Draving alleged her family had owned Lots 19B and 20B, across the street from strip, since 1959 and had used the walkway to get to lake for the past six decades with no objections from anyone. She also argued her family had openly possessed and used the walk since they took title to their lots.

Additionally, Draving alleged her family had made improvements on the walk, used a pier installed at the end of the walk, moored boats on the pier and paid to have the seawall resurfaced at the shoreline of the walk. Finally, she asserted Daniel Robert Shroyer — who took title to the walk in 1945 — and his successors had not made any claim to the walk, and there were no real estate taxes assessed pertaining to the walk.

The Kosciusko Superior Court ruled in favor of Draving in May 2021, finding no conclusive evidence that anyone other than the Draving family regularly used the walk to access the lake. It found Draving had satisfied her burden of having a reasonable and good faith belief that all real estate taxes owed had been paid and that she had satisfied the elements for a prescriptive easement.

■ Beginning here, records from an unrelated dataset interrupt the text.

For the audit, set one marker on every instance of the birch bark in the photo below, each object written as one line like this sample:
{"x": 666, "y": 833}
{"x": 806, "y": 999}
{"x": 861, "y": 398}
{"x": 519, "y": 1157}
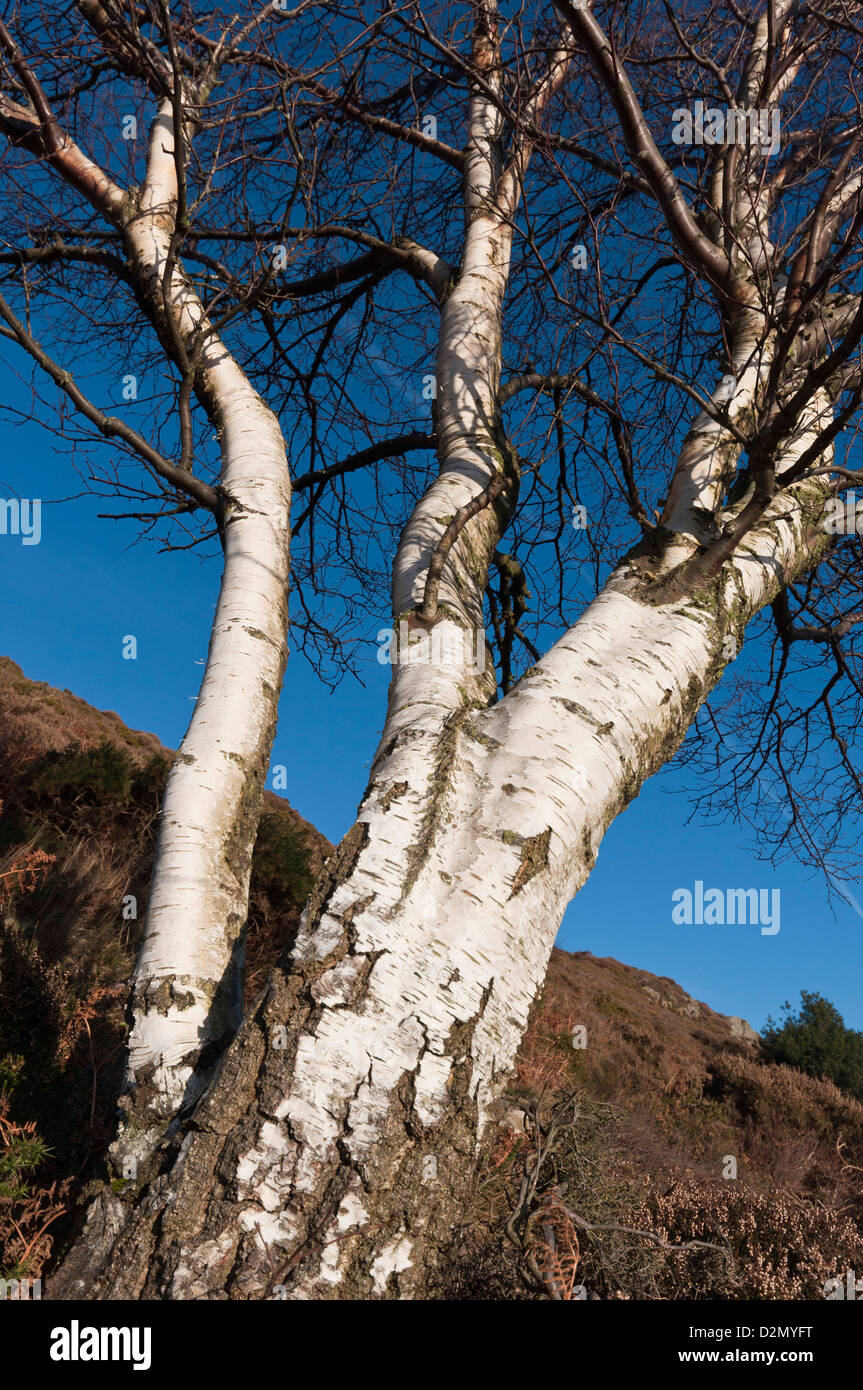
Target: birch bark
{"x": 188, "y": 977}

Additionally, the trial court noted that while there was some evidence that Conrad and the previous owners of Lot 20 occasionally mowed half of the lower portion of the walk, no one other than the Draving family and their guests had moored a boat to the pier since it was installed in 1966. It also found Conrad gave permission for the Draving family to place a pier at the end of the walkway in 1968, and it wasn’t until 2019 when Thalls became a new owner of Lot 20 that someone objected to the Draving family’s use of the walk or their placement of a pier.

The trial court’s decision was not clearly erroneous, the Court of Appeals concluded in Todd Thalls, Trustee of the M. Todd Thalls Revocable Trust, and Robert Conrad v. Elizabeth A Draving, Co-Trustee of the Leonard R. Draving and Elizabeth A. Draving Joint Revocable Living Trust dated July 26, 2004, 21A-PL-1138.

First, the appellate panel concluded Thalls and Conrad were required to show the intent of the owner to dedicate the walk by acts and declarations that were clear, convincing and unequivocal.

“Based upon the record, including the recorded plats and deeds, we cannot say the court’s finding that Appellants did not make this showing is clearly erroneous, and our review of the evidence does not leave us with the firm conviction that a mistake has been made,” Judge Elaine Brown wrote.

The appellate panel ruled similarly on the adverse possession claim, noting that taxes were never payable with respect to the walk and that Draving met her burden with respect to paying the taxes she reasonably believed to be due.

“The court was able to consider the evidence that the Draving family exercised control over the walk, that their acts showed an intent to claim full ownership, they provided sufficient notice of their intent and exclusive control, and their activities were sufficiently regular for the prescribed period,” Brown wrote. “Based upon the evidence set forth above and in the record, we cannot say the trial court’s judgment that Draving acquired the parcel by adverse possession is clearly erroneous.”